EndowerAI is a student-built full‑stack app for symptom tracking and analytics around Endometriosis and PCOS. It combines a modern web UI with a small ML backend to explore how longitudinal symptom data could support earlier pattern recognition and better self‑tracking.
This is a graduation project, not a medical product. It does not provide diagnosis or treatment and is not a substitute for professional medical care.
- Lets users log symptoms, lifestyle factors, and cycle events over time.
- Shows simple visualizations and summaries of their logs.

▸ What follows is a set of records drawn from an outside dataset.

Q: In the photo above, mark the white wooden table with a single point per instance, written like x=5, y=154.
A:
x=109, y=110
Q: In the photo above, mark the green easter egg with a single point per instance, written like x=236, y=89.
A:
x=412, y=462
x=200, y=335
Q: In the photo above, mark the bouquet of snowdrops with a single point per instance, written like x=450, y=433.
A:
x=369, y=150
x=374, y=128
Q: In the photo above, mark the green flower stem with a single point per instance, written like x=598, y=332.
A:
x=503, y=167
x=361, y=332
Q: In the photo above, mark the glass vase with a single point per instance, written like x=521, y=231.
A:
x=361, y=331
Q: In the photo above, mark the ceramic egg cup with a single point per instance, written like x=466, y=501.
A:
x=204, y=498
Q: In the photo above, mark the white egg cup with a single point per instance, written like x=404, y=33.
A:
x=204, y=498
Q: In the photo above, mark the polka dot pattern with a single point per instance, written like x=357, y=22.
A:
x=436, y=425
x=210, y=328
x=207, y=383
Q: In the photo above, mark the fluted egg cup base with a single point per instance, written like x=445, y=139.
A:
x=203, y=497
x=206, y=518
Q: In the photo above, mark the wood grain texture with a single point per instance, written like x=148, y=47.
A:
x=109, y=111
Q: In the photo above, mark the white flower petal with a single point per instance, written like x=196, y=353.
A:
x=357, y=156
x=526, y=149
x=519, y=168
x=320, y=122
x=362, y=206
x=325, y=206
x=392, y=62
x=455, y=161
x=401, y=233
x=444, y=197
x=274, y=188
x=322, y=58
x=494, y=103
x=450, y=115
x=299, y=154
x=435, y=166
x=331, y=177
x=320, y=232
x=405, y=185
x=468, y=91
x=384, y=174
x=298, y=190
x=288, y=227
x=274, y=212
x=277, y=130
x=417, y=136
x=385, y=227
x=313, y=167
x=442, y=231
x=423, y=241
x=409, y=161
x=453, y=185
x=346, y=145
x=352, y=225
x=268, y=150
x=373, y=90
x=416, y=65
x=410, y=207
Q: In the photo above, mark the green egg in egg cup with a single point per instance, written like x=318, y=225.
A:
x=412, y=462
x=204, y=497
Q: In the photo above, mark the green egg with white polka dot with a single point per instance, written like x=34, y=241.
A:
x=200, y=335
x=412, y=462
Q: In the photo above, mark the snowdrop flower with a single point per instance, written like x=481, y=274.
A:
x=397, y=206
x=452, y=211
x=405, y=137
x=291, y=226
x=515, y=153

- Sends data to a FastAPI backend that runs ML models and explainability tools to highlight which features influence predictions.
- Provides an “AI assistant” interface that can answer questions about a user’s tracked data using an LLM API (e.g. OpenAI / Grok / HF).
Frontend
- Next.js (App Router) with TypeScript
- Tailwind CSS
- Supabase Auth (JWT) integration from the client
Backend
- FastAPI (Python) for REST endpoints
- Pydantic for request/response validation
- Supabase (PostgreSQL) as the main database
- JWT verification against Supabase in the backend
Machine Learning & Analytics
- scikit‑learn, pandas, numpy
- Models: Random Forest, AdaBoost, stacking ensembles
- Imbalance handling: SMOTE / SMOTE‑ENN
- Explainability: SHAP and LIME
- Feature selection: BorutaShap, RFE
- Cross‑validation: Repeated Stratified K‑Fold
- Privacy: pseudonymous UUID‑based user IDs instead of direct PII
EndowherAI/
├─ frontend/ # Next.js app (patient dashboard & chat UI)
├─ backend/ # FastAPI app (ML inference + agents)
├─ machine-learning/ # Notebooks, models, and data (research area)
├─ supabase/ # DB schema & migrations
└─ DEVELOPMENT.md # Detailed setup & run instructions
For how to run the frontend and backend locally (Node/Python commands, venv, etc.), see DEVELOPMENT.md.
- Project type: Bachelor graduation project (team)
- Focus: Learning to design a “real” health‑tech style architecture with reasonable privacy and ML practices, not shipping a production medical device.
- Future ideas: better evaluation on real clinical datasets, mobile‑first UX, and more robust monitoring/alerting for the ML side.